What is the difference between a radical equation and a quadratic equation?
radical equations have sq roots, cube roots etc. Quadratic equations have x2.
What reasoning and explanations can be used when solving radical equations?
The basic method is the same as for other types of equations: you need to isolate the variable ("x", or whatever variable you need to solve for). In the case of radical equations, it often helps to square both sides of the equation, to get rid of the radical. You may need to rearrange the equation before squaring. It is important to note that when you do this (square both sides), the new equation may have solutions which are NOT part of the original equation. Such solutions are known as "extraneous" solutions. Here is a simple example (without radicals): x = 5 (has one solution, namely, 5) Squaring both sides: x squared = 25 (has two solutions, namely 5, and -5). To protect against this situation, make sure you check each "solution" of the modified equation against the original equation, and reject the solutions that don't satisfy it.
Do all quadratic equations have two solutions?
I may only be in 8th grade but I am absolutely positive that all quadratic equations have 2 solutions. No - They may have 0,1, or 2 answers For example, the problem x^2 + 8x +16 = 0 has only one solution -4. This is because the radical evaluates to 0 rendering the +/- sign irrelevant.
Why is it necessary to check for extraneous solutions in radical equations?
1) When solving radical equations, it is often convenient to square both sides of the equation. 2) When doing this, extraneous solutions may be introduced - the new equation may have solutions that are not solutions of the original equation. Here is a simple example (without radicals): The equation x = 5 has exactly one solution (if you replace x with 5, the equation is true, for other values, it isn't). If you square both sides, you get: x2 = 25 which also has the solution x = 5. However, it also has the extraneous solution x = -5, which is not a solution to the original equation.
In general when solving a radical equation should you first isolate the radical and then both sides?
It often helps to isolate the radical, and then square both sides. Beware of extraneous solutions - the new equation may have solutions that are not part of the solutions of the original equation, so you definitely need to check any purported solutions with the original equation.
Why do you have to check the solutions when you have to solve radical equations?
Checking your solution in the original equation is always a good idea,simply to determine whether or not you made a mistake.If your solution doesn't make the original equation true, then it's wrong.
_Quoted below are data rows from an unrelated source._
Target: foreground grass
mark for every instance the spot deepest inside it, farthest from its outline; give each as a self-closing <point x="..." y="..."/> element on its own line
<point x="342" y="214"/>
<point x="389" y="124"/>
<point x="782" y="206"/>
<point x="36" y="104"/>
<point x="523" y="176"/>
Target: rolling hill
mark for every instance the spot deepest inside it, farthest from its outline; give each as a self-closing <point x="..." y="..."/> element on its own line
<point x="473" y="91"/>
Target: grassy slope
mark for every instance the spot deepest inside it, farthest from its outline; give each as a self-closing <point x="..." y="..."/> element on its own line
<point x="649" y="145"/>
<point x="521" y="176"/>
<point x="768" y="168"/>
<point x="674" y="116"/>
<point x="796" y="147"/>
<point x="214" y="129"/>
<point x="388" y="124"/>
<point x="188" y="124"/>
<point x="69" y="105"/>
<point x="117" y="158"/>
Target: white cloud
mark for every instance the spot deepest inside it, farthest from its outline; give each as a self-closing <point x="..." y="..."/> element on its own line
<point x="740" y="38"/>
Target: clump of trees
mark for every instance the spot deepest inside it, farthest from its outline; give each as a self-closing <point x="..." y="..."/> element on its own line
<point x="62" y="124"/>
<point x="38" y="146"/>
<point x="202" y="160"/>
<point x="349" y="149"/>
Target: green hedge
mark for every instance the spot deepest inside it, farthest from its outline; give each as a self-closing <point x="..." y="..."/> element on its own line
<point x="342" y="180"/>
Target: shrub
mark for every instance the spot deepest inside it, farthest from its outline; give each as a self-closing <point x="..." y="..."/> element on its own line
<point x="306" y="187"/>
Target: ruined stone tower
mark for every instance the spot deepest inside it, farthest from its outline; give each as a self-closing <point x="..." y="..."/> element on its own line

Why do you check your answers for rational equations and radical equations?
You plug the number back into the original equation. If you have a specific example, that would help.
How do you solve radical equations with variables on both sides?
First, get the radical by itself. Then, square both sides of the equation. Then just solve the rest.
How is solving radical equations similar to solving linear equations?
It really is utilized to solve specific variablesIt really is utilized to rearrange the word.
Why is the radical a2 b2 is not equal to a b?
Because a radical has two solutions, the positive and negative. This means that √(a2b2) has twice as many solutions as ab. ab is in fact a subset of √(a2b2).
How is a radical equation similar to a linear equation?
Technically,no. A radical equation has a radical (Square root) in it, and has two solutions because the square root can be positive or negative.